In 2008 QuickTARGET Unlimited was introduced as an additional part of the QuickLOAD/QuickTARGET 3.4 version software suite. QuickTARGET Unlimited is an enhanced beta version of QuickTARGET that can take several long range factors into account to make the external ballistic predictions more accurate. For this it can use several drag models; G1, G5, G7, etc. and a custom drag function that uses drag coefficient (Cd) data. In January 2009 the Finnish ammunition manufacturer Lapua published Doppler radar tests derived drag coefficient data for most of their rifle projectiles.[1][2] The predictive capabilities of the custom mode are based on actual bullet flight data derived from Doppler radar test sessions. With this data engineers can create algorithms that utilize both known mathematical ballistic models as well as test specific, tabular data in unison. Besides the data for Lapua bullets QuickTARGET Ultimate also contains Cd data for some other projectiles that are often used for extended range shooting.

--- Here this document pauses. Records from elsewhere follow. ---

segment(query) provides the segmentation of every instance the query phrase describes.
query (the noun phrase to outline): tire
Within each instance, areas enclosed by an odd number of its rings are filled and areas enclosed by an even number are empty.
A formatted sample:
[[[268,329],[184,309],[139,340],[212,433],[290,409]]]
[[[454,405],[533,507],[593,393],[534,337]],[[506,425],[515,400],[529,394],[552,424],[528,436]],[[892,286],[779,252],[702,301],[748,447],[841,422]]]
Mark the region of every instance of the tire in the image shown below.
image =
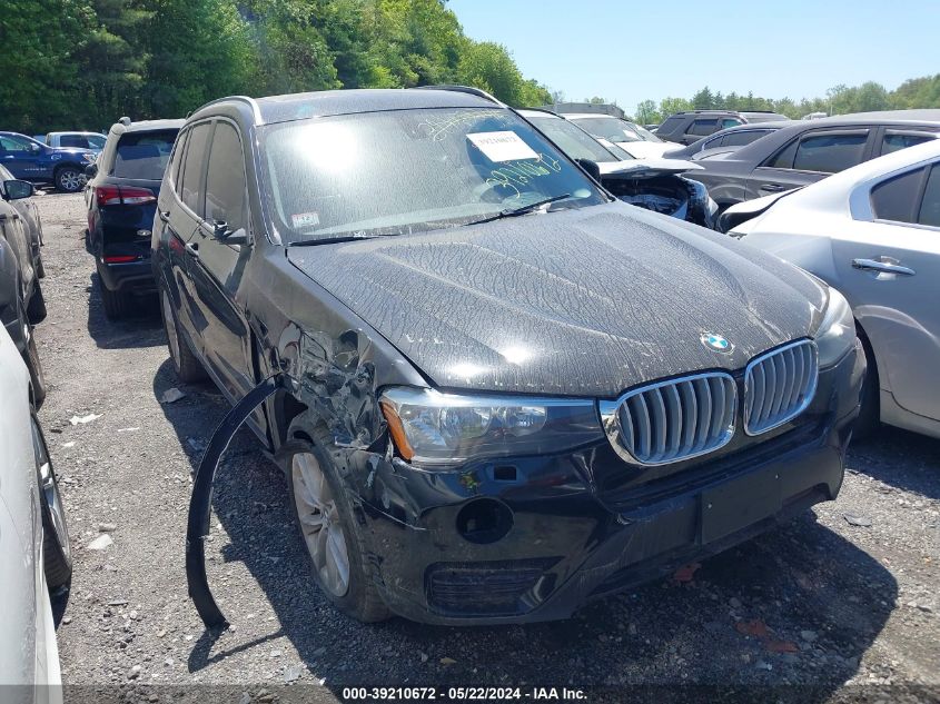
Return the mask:
[[[868,338],[860,333],[862,349],[865,353],[865,379],[862,383],[861,409],[855,419],[852,437],[863,440],[871,437],[881,426],[881,385],[878,383],[878,363],[874,359],[874,350]]]
[[[298,535],[307,554],[310,574],[324,596],[340,612],[364,623],[386,621],[392,616],[373,575],[373,567],[365,558],[365,544],[355,512],[329,455],[321,448],[333,439],[313,425],[309,414],[301,414],[290,424],[288,440],[294,440],[296,452],[290,454],[287,485],[290,506],[297,523]],[[313,478],[311,477],[317,477]],[[319,488],[308,490],[307,487]],[[314,498],[318,494],[319,503]],[[317,505],[318,508],[314,508]],[[317,527],[318,526],[318,527]],[[326,537],[323,537],[326,534]],[[342,545],[345,549],[339,549]],[[337,554],[345,553],[346,584],[343,588],[342,569],[330,569],[342,562]]]
[[[39,279],[36,279],[36,288],[32,290],[29,304],[26,308],[26,315],[29,321],[36,325],[42,323],[48,315],[46,309],[46,296],[42,295],[42,287],[39,285]]]
[[[186,341],[186,338],[180,333],[170,295],[165,288],[160,289],[160,314],[164,318],[164,329],[167,333],[167,348],[169,349],[176,375],[180,381],[186,384],[201,381],[207,376],[206,369],[202,367],[199,358],[192,354],[189,343]]]
[[[85,173],[73,166],[63,166],[56,171],[55,181],[63,194],[77,194],[85,187]]]
[[[99,278],[100,281],[100,278]],[[105,304],[105,317],[120,320],[130,311],[130,296],[122,291],[112,291],[101,282],[101,303]]]
[[[66,510],[59,494],[59,480],[42,428],[32,416],[32,444],[36,450],[36,472],[39,482],[39,503],[42,512],[42,556],[46,582],[50,591],[67,586],[72,578],[72,554]]]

Computer requirements[edit]

The QuickLOAD/QuickTARGET 1.x and 2.x versions were supplied on a diskette. Since version 3.0 QuickLOAD/QuickTARGET is supplied on a CD-ROM and requires Microsoft Windows 98 or a newer Microsoft Windows operating system version. The (2011) QuickLOAD/QuickTARGET 3.6 version is compatible with the Microsoft Windows 7 operating system. The software suite can be used with metric units and imperial units/United States customary units and was created and is maintained by mechanical engineer Mr. Hartmut G. Brömel in Babenhausen, Germany. QuickLOAD is distributed in the United States, Canada and Mexico by NECO (Nostalgia Enterprises Company) and in South Africa, Australia, New Zealand and Europe except Germany, Czech Republic, Denmark and Ukraine by JMS Arms.